The studies about women's fertility dropping after age 35 are very very flawed. They've been proven to be poor evidence of fertilities links to age based on century old data.
Also not having a child isn't the worst thing for everyone. Some people are quite happy childless.
Some interesting bits of insight into it:
Jean Twenge, a psychologist at San Diego State University in the US, was 34, recently remarried, and looking to start a family, when she heard it from her doctor.
"That was very frightening to me, as it is to many women who are in their 30s," she says.
Confronted with those odds, she wanted to find out where the statistic had come from. And she discovered something quite amazing.
"The data on which that statistic is based is from 1700s France. They put together all these church birth records and then came up with these statistics about how likely it was [someone would] get pregnant after certain ages."
These are women who had no access to modern healthcare, nutrition or even electricity. Why would any researcher think they can tell us something useful about modern-day fertility?
The most widely cited is a paper by David Dunson published in 2004, which found that 82% of women aged between 35 and 39 fell pregnant within a year. That's significantly better than the two-thirds chance drawn from the 300-year-old birth records.
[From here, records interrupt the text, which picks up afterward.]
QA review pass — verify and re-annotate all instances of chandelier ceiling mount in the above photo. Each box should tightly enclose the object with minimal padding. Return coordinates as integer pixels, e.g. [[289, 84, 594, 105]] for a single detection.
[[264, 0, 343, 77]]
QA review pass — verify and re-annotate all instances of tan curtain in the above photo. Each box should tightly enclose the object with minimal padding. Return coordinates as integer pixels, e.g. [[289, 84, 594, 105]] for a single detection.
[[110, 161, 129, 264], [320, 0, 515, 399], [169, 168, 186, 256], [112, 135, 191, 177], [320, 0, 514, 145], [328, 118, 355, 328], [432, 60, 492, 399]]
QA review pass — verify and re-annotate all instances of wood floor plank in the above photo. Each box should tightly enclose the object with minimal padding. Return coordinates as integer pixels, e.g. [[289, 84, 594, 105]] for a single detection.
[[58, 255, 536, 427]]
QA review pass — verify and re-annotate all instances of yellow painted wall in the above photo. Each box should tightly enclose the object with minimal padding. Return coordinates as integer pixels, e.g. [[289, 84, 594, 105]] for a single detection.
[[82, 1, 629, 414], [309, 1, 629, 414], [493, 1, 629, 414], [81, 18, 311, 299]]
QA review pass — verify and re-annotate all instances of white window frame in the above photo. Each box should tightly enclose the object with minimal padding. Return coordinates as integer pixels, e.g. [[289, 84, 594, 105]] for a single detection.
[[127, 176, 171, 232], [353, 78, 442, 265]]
But can we be confident it's more accurate?
Yes, says David James, of the UK's National Institute for Health and Care Excellence (Nice) fertility guideline development group.
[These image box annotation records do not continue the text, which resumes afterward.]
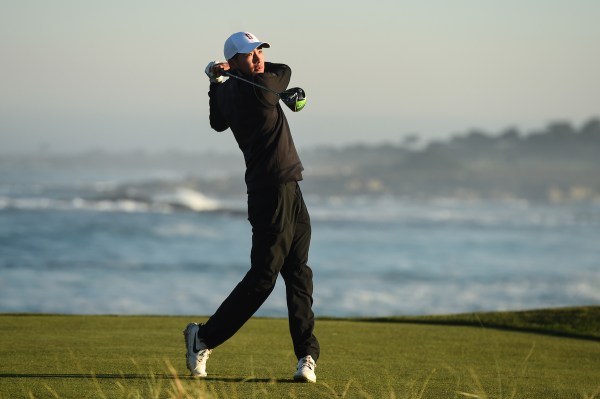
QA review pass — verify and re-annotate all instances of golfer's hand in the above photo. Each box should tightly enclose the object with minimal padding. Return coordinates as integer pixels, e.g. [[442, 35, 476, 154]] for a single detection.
[[212, 62, 230, 76], [204, 61, 229, 83]]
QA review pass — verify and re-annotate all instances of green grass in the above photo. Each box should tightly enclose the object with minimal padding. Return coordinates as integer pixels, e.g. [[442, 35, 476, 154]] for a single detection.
[[0, 307, 600, 399]]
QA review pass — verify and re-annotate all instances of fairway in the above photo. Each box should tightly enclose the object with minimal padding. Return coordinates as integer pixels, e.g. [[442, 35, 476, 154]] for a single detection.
[[0, 315, 600, 399]]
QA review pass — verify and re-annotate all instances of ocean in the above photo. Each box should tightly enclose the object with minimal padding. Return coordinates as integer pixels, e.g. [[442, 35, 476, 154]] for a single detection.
[[0, 155, 600, 317]]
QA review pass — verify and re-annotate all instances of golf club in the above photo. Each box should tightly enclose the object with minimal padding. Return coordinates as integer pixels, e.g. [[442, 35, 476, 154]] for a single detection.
[[220, 71, 306, 112]]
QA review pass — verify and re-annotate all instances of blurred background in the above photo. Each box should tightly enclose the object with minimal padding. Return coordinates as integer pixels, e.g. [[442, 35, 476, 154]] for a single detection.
[[0, 0, 600, 316]]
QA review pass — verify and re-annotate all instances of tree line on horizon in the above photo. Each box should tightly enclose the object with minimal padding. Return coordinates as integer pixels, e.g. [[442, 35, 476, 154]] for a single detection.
[[304, 118, 600, 203]]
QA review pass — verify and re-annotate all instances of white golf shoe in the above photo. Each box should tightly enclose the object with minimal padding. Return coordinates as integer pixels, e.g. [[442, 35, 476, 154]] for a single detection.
[[183, 323, 212, 377], [294, 355, 317, 382]]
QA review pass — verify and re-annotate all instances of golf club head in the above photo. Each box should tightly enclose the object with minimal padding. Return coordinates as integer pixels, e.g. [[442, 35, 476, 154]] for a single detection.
[[279, 87, 306, 112]]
"It was a single study undertaken relatively recently of about 780 women, in seven different European centres. The important point about that was that these were women who were trying to conceive," he says, adding that it is "much more realistic".
The main problem with the historic data, in James's view, is that the women may not have been trying to conceive.
Indeed, they may have been actively trying to avoid becoming pregnant. They may not even have had intercourse.
"There's no doubt that intercourse becomes less frequent the older the couple are," James says. And in the 1700s, people aged more quickly than today.
Another finding of the Dunson study was that, while fertility declines with age, it does not appear to do so as quickly as we have been led to believe.
Among women aged 27-34, the study showed that 86% will have conceived within a year of trying. So the 82% figure for women aged 35 to 39 is only a little lower.